Malgré tout, je ne peux m'empêcher de m'en vouloir viscéralement. Je secoue la tête avec vigueur. Si je reste trop longtemps devant cette lettre, je vais finir par me dégonfler et ne plus partir. Ce serait une énorme erreur.
Je ne suis pas la première à partir après tout, maman a fait de même et je me porte relativement bien. Je lui ai même pardonnée. Comment pourrais-je lui en vouloir, puisque je fais pareil à présent ? Ce doit être dans nos gènes, nous sommes d'une nature à ne pas supporter l'oppression.
Je l'ai toujours su, je suis vouée à être comédienne. Je ressens au fond de moi que New-York m'appelle. Mon bonheur ne peut être que là-bas et non ici, en devenant médecin comme le voudrait papa.
Je détaille une dernière fois cette chambre qui depuis ma naissance est restée presque la même. Les murs roses poudrés en face de moi que je semble découvrir à cet instant me font soudainement penser à cette merveilleuse journée où je les avais peint du haut de mes 10 ans avec Theo. Lorsque mon regard détaille la pièce, mon attention est tout de suite captée par la couronne posée sur l'étagère au dessus de mon lit et je ne peux réprimer mon rire.
Theo... Après toutes ces années je devrais l'oublier mais pourtant il reste encore trop souvent l'objet de mes pensées.
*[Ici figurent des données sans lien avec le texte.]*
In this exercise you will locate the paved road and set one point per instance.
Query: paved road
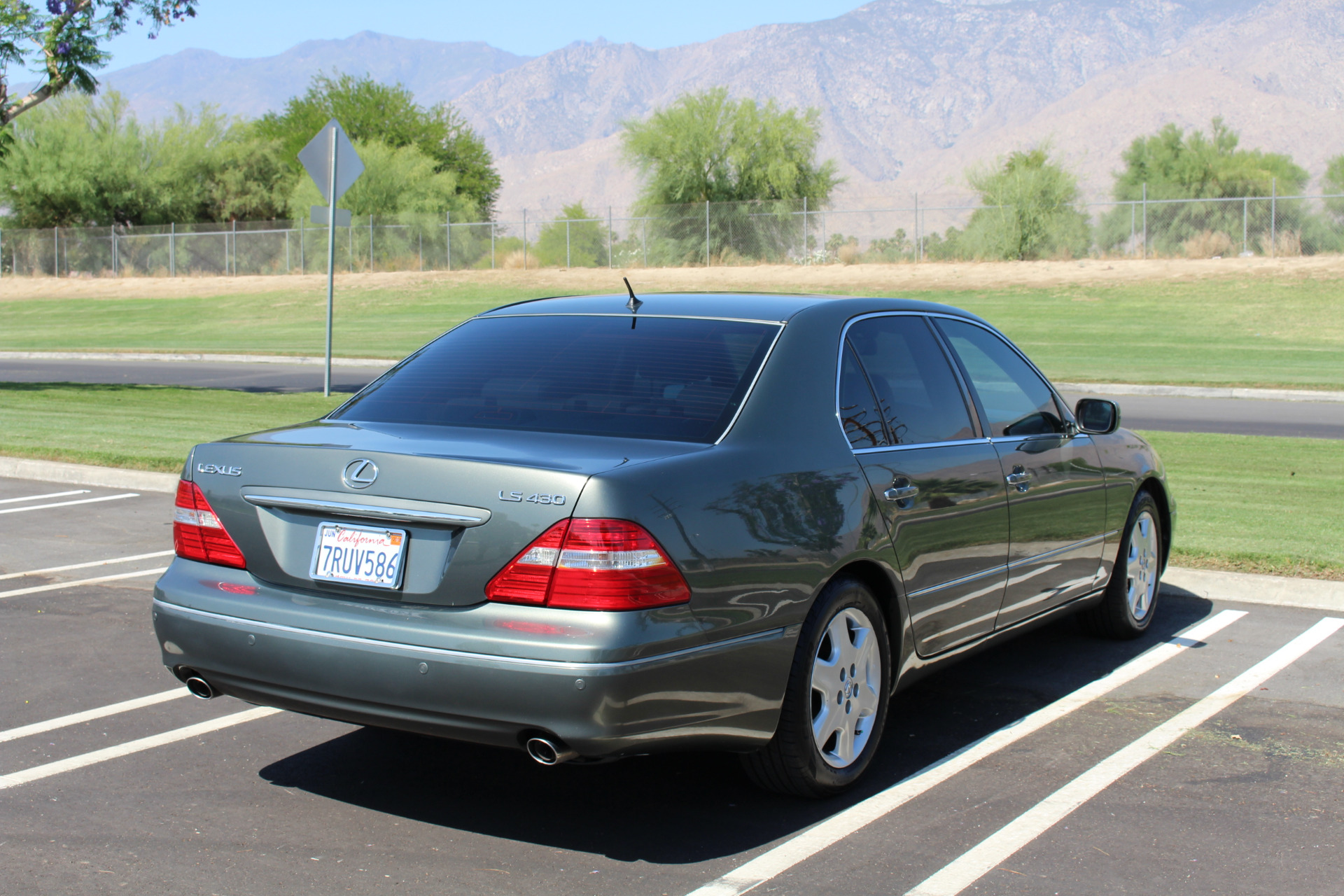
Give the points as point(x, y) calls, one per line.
point(1249, 802)
point(1246, 416)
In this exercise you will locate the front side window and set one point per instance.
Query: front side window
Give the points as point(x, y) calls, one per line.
point(917, 391)
point(654, 378)
point(1015, 398)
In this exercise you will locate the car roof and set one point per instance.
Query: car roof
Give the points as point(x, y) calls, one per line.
point(760, 307)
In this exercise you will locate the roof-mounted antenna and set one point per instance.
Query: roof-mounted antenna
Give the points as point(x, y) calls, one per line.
point(635, 304)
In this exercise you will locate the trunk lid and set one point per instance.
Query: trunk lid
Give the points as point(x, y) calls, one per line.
point(468, 500)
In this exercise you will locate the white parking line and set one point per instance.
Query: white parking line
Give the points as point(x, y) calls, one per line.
point(48, 507)
point(996, 848)
point(809, 843)
point(39, 498)
point(57, 586)
point(36, 773)
point(89, 715)
point(85, 566)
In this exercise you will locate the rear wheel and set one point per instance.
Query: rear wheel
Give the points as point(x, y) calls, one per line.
point(836, 701)
point(1130, 599)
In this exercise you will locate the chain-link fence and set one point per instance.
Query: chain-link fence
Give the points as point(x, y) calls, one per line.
point(929, 227)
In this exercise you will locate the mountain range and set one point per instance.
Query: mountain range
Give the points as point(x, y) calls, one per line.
point(911, 92)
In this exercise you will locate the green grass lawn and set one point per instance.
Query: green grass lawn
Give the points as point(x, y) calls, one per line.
point(1246, 332)
point(1246, 503)
point(1257, 504)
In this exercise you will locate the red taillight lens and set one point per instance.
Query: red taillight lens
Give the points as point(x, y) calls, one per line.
point(592, 564)
point(198, 533)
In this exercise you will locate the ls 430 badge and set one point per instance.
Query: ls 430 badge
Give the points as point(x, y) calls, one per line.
point(536, 498)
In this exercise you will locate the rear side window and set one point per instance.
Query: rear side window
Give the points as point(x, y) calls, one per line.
point(917, 393)
point(654, 378)
point(1016, 400)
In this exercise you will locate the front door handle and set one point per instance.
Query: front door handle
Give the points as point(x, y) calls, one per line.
point(902, 491)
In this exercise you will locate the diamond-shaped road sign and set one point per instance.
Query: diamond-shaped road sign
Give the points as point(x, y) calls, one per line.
point(318, 160)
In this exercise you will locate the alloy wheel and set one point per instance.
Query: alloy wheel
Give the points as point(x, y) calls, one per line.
point(846, 687)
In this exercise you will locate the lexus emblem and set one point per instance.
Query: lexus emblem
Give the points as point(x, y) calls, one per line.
point(359, 475)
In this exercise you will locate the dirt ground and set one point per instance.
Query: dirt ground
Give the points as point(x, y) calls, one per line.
point(783, 279)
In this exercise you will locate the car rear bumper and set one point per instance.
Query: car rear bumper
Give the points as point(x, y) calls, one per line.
point(718, 696)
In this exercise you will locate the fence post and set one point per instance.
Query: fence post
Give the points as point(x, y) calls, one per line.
point(918, 238)
point(1145, 219)
point(706, 232)
point(1273, 216)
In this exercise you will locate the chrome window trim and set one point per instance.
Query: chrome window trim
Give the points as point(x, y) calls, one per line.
point(562, 665)
point(679, 317)
point(365, 511)
point(918, 445)
point(965, 387)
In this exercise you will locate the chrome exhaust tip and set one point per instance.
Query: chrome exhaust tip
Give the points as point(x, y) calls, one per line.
point(550, 752)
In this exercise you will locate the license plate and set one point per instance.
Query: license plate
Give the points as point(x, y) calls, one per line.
point(359, 555)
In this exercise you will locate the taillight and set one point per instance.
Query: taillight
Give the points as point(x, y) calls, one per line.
point(198, 533)
point(592, 564)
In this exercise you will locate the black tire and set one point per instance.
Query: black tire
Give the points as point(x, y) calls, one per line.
point(793, 763)
point(1124, 613)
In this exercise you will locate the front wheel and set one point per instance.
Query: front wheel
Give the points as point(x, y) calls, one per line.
point(1130, 599)
point(836, 701)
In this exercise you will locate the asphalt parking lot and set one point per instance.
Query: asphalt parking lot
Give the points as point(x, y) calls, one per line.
point(1208, 757)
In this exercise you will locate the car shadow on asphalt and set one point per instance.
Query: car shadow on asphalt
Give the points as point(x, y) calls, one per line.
point(691, 808)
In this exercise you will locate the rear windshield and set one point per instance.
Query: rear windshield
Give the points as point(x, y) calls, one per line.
point(652, 378)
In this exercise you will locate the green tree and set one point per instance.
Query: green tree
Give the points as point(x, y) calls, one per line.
point(1175, 164)
point(83, 162)
point(1334, 183)
point(61, 41)
point(708, 148)
point(387, 113)
point(1030, 211)
point(396, 181)
point(574, 239)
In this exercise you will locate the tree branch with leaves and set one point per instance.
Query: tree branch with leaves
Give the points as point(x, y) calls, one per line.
point(61, 42)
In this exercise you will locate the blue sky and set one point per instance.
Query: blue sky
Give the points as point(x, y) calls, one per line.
point(527, 27)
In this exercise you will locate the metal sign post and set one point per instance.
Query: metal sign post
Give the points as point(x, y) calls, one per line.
point(331, 160)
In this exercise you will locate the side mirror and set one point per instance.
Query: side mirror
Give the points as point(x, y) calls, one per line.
point(1097, 415)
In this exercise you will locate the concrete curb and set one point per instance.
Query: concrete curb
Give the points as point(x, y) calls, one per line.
point(109, 477)
point(218, 359)
point(1247, 587)
point(1200, 391)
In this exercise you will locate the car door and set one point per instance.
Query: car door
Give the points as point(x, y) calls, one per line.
point(1057, 498)
point(936, 477)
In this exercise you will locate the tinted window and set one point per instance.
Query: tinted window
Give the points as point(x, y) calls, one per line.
point(858, 407)
point(662, 379)
point(1014, 396)
point(917, 391)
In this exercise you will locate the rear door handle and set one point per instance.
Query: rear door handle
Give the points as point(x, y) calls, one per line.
point(901, 491)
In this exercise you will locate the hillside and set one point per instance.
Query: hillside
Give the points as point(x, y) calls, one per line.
point(911, 92)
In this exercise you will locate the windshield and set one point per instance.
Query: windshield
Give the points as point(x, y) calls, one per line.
point(651, 378)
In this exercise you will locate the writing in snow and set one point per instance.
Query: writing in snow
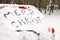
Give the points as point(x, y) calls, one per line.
point(24, 20)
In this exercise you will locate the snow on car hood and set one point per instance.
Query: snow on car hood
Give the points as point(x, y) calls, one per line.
point(23, 17)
Nous avons fini par être aussi colorés que les murs ce jour-là, me dis-je en ne détournant point le regard du mur. Ma poitrine se resserre à ce souvenir et tous les autres qui me reviennent. Peut-être est-ce le départ, mais je n'arrive pas à penser à autre chose qu'à celui qui fut mon meilleur ami. C'est de leur faute si je m'en vais aujourd'hui. Ils m'ont tous poussée à partir !
J'accorde de nouveau un regard au papier écrit de ma main, totalement déboussolée. Est-il réellement utile ? Je relève la tête et observe mon reflet à travers le grand miroir qui prend toute la largeur du mur.
Quelqu'un de mon entourage me dirait que j'ai pris 10 ans avec une telle tenue. En effet, je ressemble plus à une femme qu'à l'adolescente attardée j'étais encore hier.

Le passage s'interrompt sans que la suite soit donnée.